2020 Fiscal Year Research-status Report
Development of innovative chemical recycling system of plastic waste via low-temperature reforming
Project/Area Number |
20K21856
|
Research Institution | Tohoku University |
Principal Investigator |
笘居 高明 東北大学, 多元物質科学研究所, 准教授 (80583351)
|
Co-Investigator(Kenkyū-buntansha) |
成 基明 東北大学, 未来科学技術共同研究センター, 助教 (30747259)
|
Project Period (FY) |
2020-07-30 – 2023-03-31
|
Keywords | ケミカルリサイクル / 低温改質 / ナノ粒子触媒 |
Outline of Annual Research Achievements |
低温条件でプラスチックのガス化が可能となれば、合成ガスからプラスチックを合成する過程で排出される低温廃熱が、プラスチックガス化プロセスに融通できるようになるため、化石資源の燃焼が不要なリサイクルシステムが実現できる。
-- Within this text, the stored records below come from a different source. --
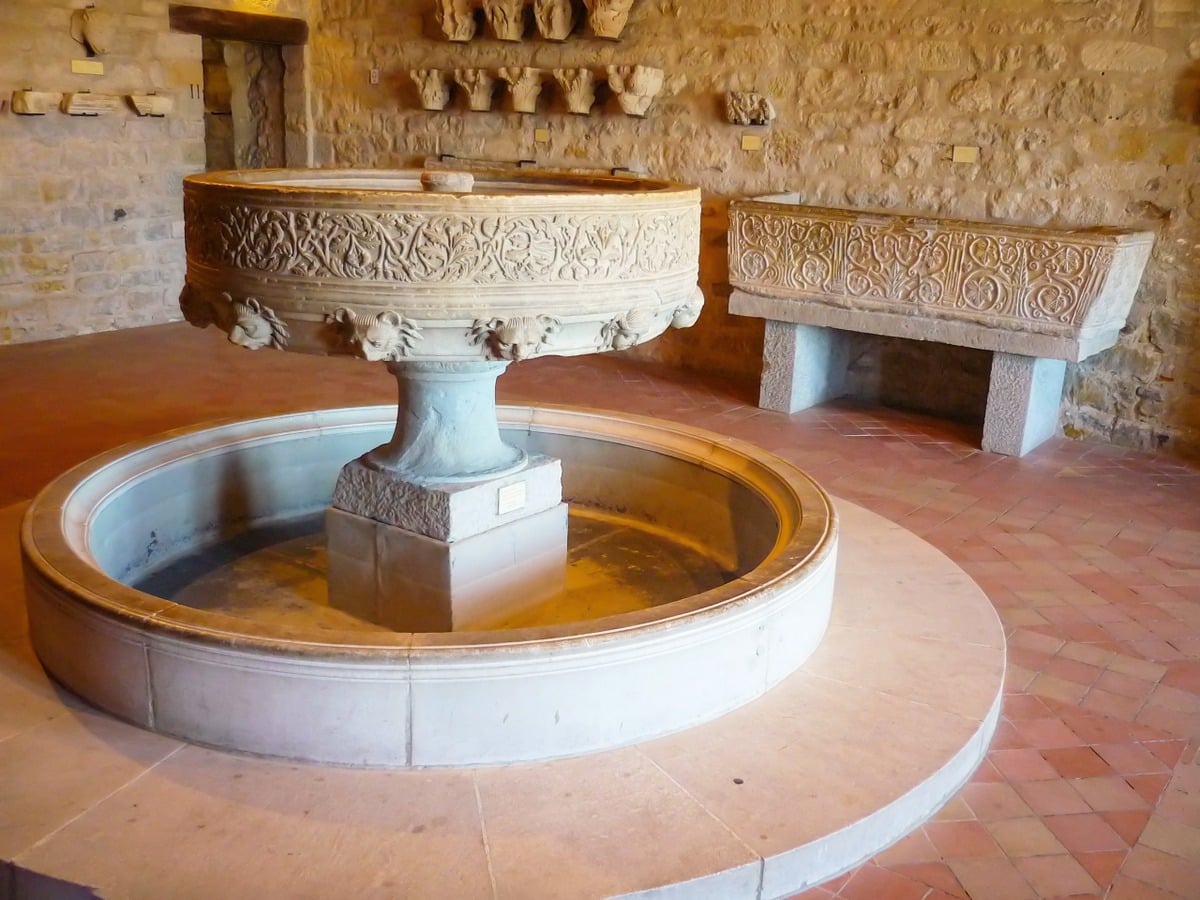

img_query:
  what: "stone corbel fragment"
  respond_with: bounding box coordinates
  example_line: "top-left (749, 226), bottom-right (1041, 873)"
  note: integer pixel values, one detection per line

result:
top-left (437, 0), bottom-right (477, 42)
top-left (499, 67), bottom-right (544, 113)
top-left (534, 0), bottom-right (573, 40)
top-left (553, 68), bottom-right (597, 115)
top-left (484, 0), bottom-right (526, 41)
top-left (128, 93), bottom-right (173, 116)
top-left (726, 91), bottom-right (776, 126)
top-left (11, 89), bottom-right (62, 115)
top-left (607, 64), bottom-right (663, 117)
top-left (411, 68), bottom-right (454, 111)
top-left (70, 7), bottom-right (118, 56)
top-left (60, 91), bottom-right (122, 116)
top-left (454, 68), bottom-right (497, 111)
top-left (583, 0), bottom-right (633, 40)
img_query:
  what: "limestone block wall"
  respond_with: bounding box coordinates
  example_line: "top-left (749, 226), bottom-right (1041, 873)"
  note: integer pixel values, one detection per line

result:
top-left (307, 0), bottom-right (1199, 457)
top-left (0, 0), bottom-right (203, 342)
top-left (0, 0), bottom-right (305, 345)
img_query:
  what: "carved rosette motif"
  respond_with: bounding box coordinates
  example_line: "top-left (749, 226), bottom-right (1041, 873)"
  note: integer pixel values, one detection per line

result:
top-left (730, 207), bottom-right (1120, 328)
top-left (185, 201), bottom-right (698, 287)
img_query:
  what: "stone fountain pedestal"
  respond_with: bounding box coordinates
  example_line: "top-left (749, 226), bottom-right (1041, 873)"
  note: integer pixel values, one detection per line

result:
top-left (326, 360), bottom-right (568, 631)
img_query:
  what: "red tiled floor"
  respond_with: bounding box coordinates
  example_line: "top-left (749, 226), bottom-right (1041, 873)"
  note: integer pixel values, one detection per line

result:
top-left (1039, 747), bottom-right (1114, 779)
top-left (1043, 813), bottom-right (1129, 853)
top-left (3, 327), bottom-right (1198, 900)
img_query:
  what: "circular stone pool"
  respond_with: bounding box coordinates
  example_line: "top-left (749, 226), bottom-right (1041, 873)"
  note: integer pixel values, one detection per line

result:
top-left (22, 406), bottom-right (836, 768)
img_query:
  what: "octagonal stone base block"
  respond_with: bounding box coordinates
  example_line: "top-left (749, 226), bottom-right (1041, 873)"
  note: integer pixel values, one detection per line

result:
top-left (327, 503), bottom-right (568, 632)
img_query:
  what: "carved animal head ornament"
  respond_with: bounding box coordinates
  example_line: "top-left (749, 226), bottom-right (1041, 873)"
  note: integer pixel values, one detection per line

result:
top-left (670, 291), bottom-right (704, 329)
top-left (178, 283), bottom-right (217, 329)
top-left (470, 315), bottom-right (561, 361)
top-left (330, 307), bottom-right (422, 362)
top-left (599, 307), bottom-right (657, 351)
top-left (227, 295), bottom-right (289, 351)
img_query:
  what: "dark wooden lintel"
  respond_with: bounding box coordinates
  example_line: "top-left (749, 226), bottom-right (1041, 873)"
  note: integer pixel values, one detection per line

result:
top-left (168, 4), bottom-right (309, 45)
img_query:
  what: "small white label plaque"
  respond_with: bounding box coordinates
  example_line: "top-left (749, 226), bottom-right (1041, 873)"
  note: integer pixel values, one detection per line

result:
top-left (497, 482), bottom-right (526, 515)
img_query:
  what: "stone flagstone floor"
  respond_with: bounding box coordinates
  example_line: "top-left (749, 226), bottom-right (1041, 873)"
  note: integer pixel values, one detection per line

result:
top-left (1, 323), bottom-right (1197, 900)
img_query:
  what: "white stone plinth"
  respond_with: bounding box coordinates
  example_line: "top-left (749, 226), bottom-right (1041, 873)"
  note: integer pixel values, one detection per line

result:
top-left (326, 503), bottom-right (568, 632)
top-left (760, 319), bottom-right (848, 414)
top-left (982, 353), bottom-right (1068, 457)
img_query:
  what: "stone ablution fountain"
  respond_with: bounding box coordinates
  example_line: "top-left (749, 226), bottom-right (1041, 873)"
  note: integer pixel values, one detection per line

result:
top-left (18, 167), bottom-right (1004, 898)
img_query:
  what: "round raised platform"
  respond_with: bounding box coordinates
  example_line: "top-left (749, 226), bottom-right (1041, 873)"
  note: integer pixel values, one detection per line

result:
top-left (21, 406), bottom-right (837, 767)
top-left (1, 496), bottom-right (1003, 898)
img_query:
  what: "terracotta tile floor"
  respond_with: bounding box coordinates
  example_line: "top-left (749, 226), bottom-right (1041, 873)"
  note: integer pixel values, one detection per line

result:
top-left (2, 323), bottom-right (1199, 900)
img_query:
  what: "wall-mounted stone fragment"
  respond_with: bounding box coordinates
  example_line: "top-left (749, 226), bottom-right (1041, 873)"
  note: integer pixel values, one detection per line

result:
top-left (726, 91), bottom-right (775, 126)
top-left (455, 68), bottom-right (497, 111)
top-left (584, 0), bottom-right (633, 40)
top-left (128, 93), bottom-right (173, 116)
top-left (485, 0), bottom-right (526, 41)
top-left (11, 90), bottom-right (62, 115)
top-left (553, 68), bottom-right (597, 115)
top-left (607, 64), bottom-right (662, 117)
top-left (534, 0), bottom-right (573, 40)
top-left (499, 67), bottom-right (544, 113)
top-left (437, 0), bottom-right (477, 41)
top-left (411, 68), bottom-right (454, 110)
top-left (60, 91), bottom-right (122, 116)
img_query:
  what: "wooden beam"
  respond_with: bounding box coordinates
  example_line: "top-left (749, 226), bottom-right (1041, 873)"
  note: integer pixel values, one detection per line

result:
top-left (168, 4), bottom-right (309, 45)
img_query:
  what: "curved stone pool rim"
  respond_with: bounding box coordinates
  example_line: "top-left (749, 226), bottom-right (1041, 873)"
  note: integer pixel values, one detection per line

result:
top-left (21, 405), bottom-right (838, 767)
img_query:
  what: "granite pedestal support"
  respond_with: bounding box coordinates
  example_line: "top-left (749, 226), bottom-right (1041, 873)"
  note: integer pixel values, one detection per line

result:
top-left (326, 360), bottom-right (570, 631)
top-left (981, 353), bottom-right (1067, 457)
top-left (755, 319), bottom-right (1068, 458)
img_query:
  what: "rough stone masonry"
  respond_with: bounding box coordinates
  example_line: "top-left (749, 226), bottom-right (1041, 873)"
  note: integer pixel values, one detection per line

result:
top-left (1, 0), bottom-right (1197, 456)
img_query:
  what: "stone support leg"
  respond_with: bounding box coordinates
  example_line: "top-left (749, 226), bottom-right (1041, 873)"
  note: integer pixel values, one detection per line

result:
top-left (759, 320), bottom-right (848, 413)
top-left (982, 353), bottom-right (1067, 457)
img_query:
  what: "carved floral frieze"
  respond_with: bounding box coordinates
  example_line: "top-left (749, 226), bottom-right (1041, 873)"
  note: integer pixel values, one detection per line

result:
top-left (182, 169), bottom-right (702, 364)
top-left (184, 197), bottom-right (698, 286)
top-left (728, 204), bottom-right (1149, 329)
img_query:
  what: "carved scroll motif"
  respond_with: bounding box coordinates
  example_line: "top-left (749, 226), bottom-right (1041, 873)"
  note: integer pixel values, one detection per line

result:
top-left (186, 201), bottom-right (700, 286)
top-left (470, 315), bottom-right (561, 360)
top-left (730, 208), bottom-right (1115, 327)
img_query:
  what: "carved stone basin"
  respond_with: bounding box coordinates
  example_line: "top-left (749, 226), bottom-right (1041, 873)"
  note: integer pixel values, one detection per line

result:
top-left (179, 167), bottom-right (709, 632)
top-left (180, 168), bottom-right (704, 362)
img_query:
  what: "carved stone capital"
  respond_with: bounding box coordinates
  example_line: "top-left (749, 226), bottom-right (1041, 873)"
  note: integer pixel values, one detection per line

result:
top-left (410, 69), bottom-right (453, 111)
top-left (437, 0), bottom-right (476, 41)
top-left (607, 65), bottom-right (663, 117)
top-left (552, 68), bottom-right (596, 115)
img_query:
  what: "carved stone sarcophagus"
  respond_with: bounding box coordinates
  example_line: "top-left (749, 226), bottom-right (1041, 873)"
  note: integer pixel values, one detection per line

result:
top-left (729, 197), bottom-right (1154, 362)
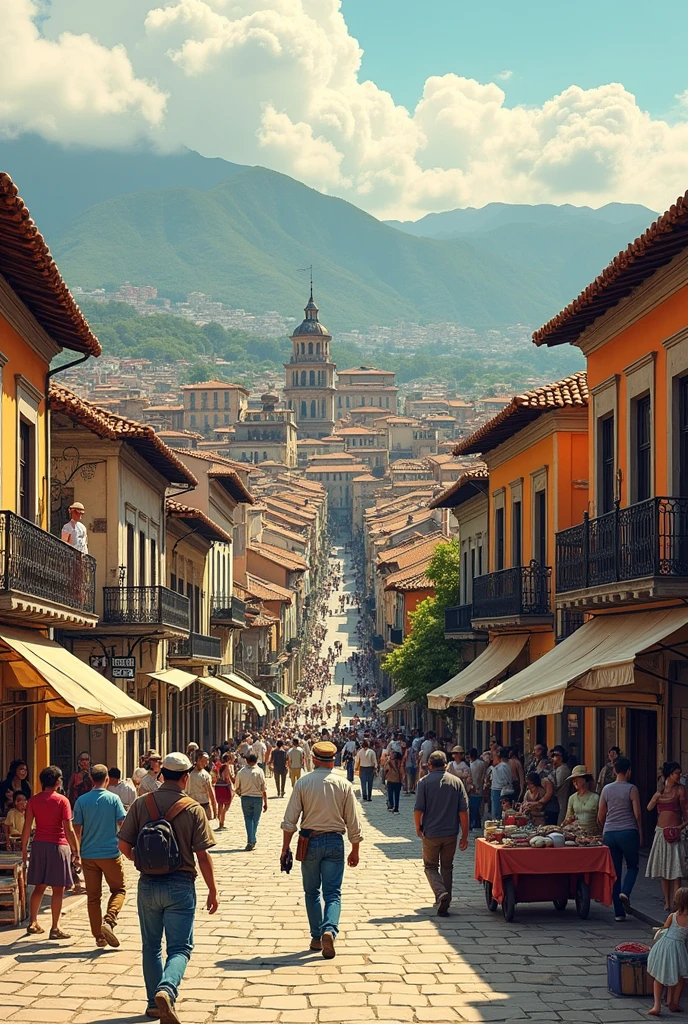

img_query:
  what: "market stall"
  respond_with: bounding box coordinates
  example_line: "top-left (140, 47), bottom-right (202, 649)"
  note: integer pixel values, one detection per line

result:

本研究では、低温プラスチック分解プロセスを通じた革新的ゼロエミッションケミカルリサイクルシステムを提案する。 これまでに当研究グループで開発してきた低温動作酸化触媒である酸化セリウムナノ粒子および酸化鉄ージルコニア複合体ナノ粒子をポリエチレンと混合し、高温水、高温水蒸気それぞれと接触させ、分解挙動を評価した。その結果、400℃の低温下でもポリエチレンの分解が促進することを確認し、さらに水の存在が分解促進に寄与することを明らかとした。これにより酸素吸蔵放出能を利用した低温プラスチック分解のコンセプトが成立しうることが示唆された。 一方で、この水共存雰囲気での処理のみでは、目的としているプラスチックの合成ガスへの転換までは生じず、炭化水素の生成にとどまっていた。このことから、本プロセスの後段に、同じく低温での完全ガス化プロセスが必要であることが分かった。 そこで、これまで当研究グループで開発してきたケミカルループ型メタン改質プロセスを、炭化水素ガス改質に適用し、合成ガス化を行えるかを検証することにした。ケミカルループプロセスは、炭化水素の酸化プロセス(酸素キャリアからの酸素放出)と、水分解プロセス(酸素キャリアによる水分子からの酸素引き抜き)から成り、本研究においては、前述の水共存雰囲気でのポリエチレン分解処理の生成物である炭化水素の酸化プロセスがメタンと同様に進行するかを検証した。その結果、400℃の低温においても酸素キャリアによる炭化水素(デカン、ヘキサン等)の酸化が進行することが明らかとなり、低温プラスチック改質の可能性を見出すことができた。
|
Current Status of Research Progress |
Current Status of Research Progress
3: Progress in research has been slightly delayed.
Reason
当初計画では、水共存雰囲気において、酸素吸蔵放出能を有する酸化触媒ナノ粒子により、プラスチックの完全合成ガス化を行う予定であった。しかし、実験の結果、生成物は炭化水素にとどまることから、本プロセスの後段に、同じく低温での完全ガス化プロセスが必要であるとの結論に至り、当初計画を変更することになった。最終目的達成に必要な実験を追加したことから、進捗状況は「やや遅れている」という判断であるが、プロセスの見直しの結果、低温プラスチック改質システムの実現可能性は向上したと考える。
|
Strategy for Future Research Activity |
今後は、低温炭化水素プロセスの速度論解析から、完全合成ガス化のためのプロセス設計を進めることに加え、初段のプラスチック分解(炭化水素化)プロセスと炭化水素改質プロセスの反応速度を向上させ、300℃の低温においても両プロセスを進行させ得る、より活性の高い低温動作酸化触媒の開発を行う。 また、上記プロセス技術開発と技術アセスメントを連動し、開発するプロセスの動作条件と、既存プラスチック合成プラントの場所、操業状態、将来計画などの産業現場での制約条件から、国内で導入が可能となる既存プラントや新たに建設が可能な地域を提案した技術導入シナリオを作成する。
|
Causes of Carryover |
当初計画では、水共存雰囲気において、酸素吸蔵放出能を有する酸化触媒ナノ粒子により、プラスチックの完全合成ガス化を行う予定であった。しかし、実験の結果、生成物は炭化水素にとどまることから、本プロセスの後段に、同じく低温での完全ガス化プロセスが必要であるとの結論に至り、当初計画を変更することになった。最終目的達成に必要な実験を追加したことから、予算執行計画についても見直しを行い、他成分の炭化水素改質における反応速度解析のために、装置改良、消耗品増を見込む次年度に予算を確保することとした。